Ocupemo-nos do apostolado a partir da virtude da fé, como acabo de mencionar. Não deve minguar, portanto, a nossa confiança diária no Senhor. É preciso que haja muita reparação pelas ofensas a Deus e pelo dano que se causa às almas. Filhas e filhos meus, tomemos consciência da urgência e da continuidade desse desagravo, precisamente através do apostolado pessoal que realizemos: essa reparação é como o termômetro que, sem dúvida nenhuma, indica a profundidade dos sentimentos da nossa alma cristã, a autenticidade da nossa dor frente à situação da sociedade. Atuemos assim sabendo, como nos dizia o nosso Padre, que seríamos capazes de cometer os erros e os horrores da pessoa mais pecadora, se largássemos a mão de Deus. Rejeitemos qualquer tentação de permanecermos inativos.
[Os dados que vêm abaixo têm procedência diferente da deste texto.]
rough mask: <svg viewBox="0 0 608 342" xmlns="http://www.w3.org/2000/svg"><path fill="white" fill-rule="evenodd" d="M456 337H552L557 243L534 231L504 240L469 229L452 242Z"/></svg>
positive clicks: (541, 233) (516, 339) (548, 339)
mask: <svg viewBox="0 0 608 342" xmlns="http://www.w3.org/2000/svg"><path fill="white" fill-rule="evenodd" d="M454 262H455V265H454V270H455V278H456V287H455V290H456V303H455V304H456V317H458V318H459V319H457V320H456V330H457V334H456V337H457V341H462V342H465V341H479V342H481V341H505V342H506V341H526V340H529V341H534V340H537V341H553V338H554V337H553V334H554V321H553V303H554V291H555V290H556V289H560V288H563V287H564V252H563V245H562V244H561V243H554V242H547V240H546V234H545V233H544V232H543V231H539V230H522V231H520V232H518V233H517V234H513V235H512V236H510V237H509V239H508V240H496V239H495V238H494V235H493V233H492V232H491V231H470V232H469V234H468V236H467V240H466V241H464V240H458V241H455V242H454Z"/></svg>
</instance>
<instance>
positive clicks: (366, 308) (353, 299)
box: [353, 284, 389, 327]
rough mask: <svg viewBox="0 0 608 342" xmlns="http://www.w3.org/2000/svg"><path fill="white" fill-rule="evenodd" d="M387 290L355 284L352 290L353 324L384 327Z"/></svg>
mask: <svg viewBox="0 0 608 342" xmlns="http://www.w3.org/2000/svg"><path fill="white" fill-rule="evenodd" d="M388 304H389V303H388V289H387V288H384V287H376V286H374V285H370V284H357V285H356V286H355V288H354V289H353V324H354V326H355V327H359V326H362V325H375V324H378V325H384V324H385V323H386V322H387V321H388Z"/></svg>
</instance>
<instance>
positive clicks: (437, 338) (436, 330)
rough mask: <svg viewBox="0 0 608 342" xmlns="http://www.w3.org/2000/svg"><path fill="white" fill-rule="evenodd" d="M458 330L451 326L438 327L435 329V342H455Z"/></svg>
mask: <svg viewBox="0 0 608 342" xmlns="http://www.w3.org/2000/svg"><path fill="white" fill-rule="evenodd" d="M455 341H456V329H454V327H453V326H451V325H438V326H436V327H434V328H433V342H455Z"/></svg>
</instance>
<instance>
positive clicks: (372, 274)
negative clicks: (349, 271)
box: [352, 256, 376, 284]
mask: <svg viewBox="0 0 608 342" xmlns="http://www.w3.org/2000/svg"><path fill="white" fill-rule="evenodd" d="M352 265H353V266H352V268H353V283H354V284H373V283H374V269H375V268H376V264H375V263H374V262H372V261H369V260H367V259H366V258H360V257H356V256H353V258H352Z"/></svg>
Cada um pessoalmente, cada uma, em união de objetivos apostólicos, rezemos ao Senhor por aqueles que compartilham de uma forma ou de outra os mesmos ideais; participemos sem medo desta semeadura de paz, usando todos os meios lícitos a fim de que os toques dos sinos do gáudium cum pace cheguem até o último recanto da terra.

Cada um no seu lugar

46. Ao fortalecer, com fé firme e perseverante, os fundamentos do nosso diálogo com a Santíssima Trindade, as ações apostólicas concretas serão eficazes: aproveitemos todas as oportunidades que surjam para servir as almas, e caminhemos com o grande estímulo de criar outras novas ocasiões. Procuremos acabar bem os nossos trabalhos – sejam quais forem – com plena retidão de intenção, vigiando a nós mesmos, para que nenhuma vanglória se infiltre nessas tarefas. A retidão de intenção não deve esmaecer ou ficar ausente no nosso trabalho diário. Desse modo, qualquer atividade, bem terminada e oferecida ao Céu, se converterá em identificação com Jesus Cristo, e contribuirá poderosamente para a nossa própria unidade de vida.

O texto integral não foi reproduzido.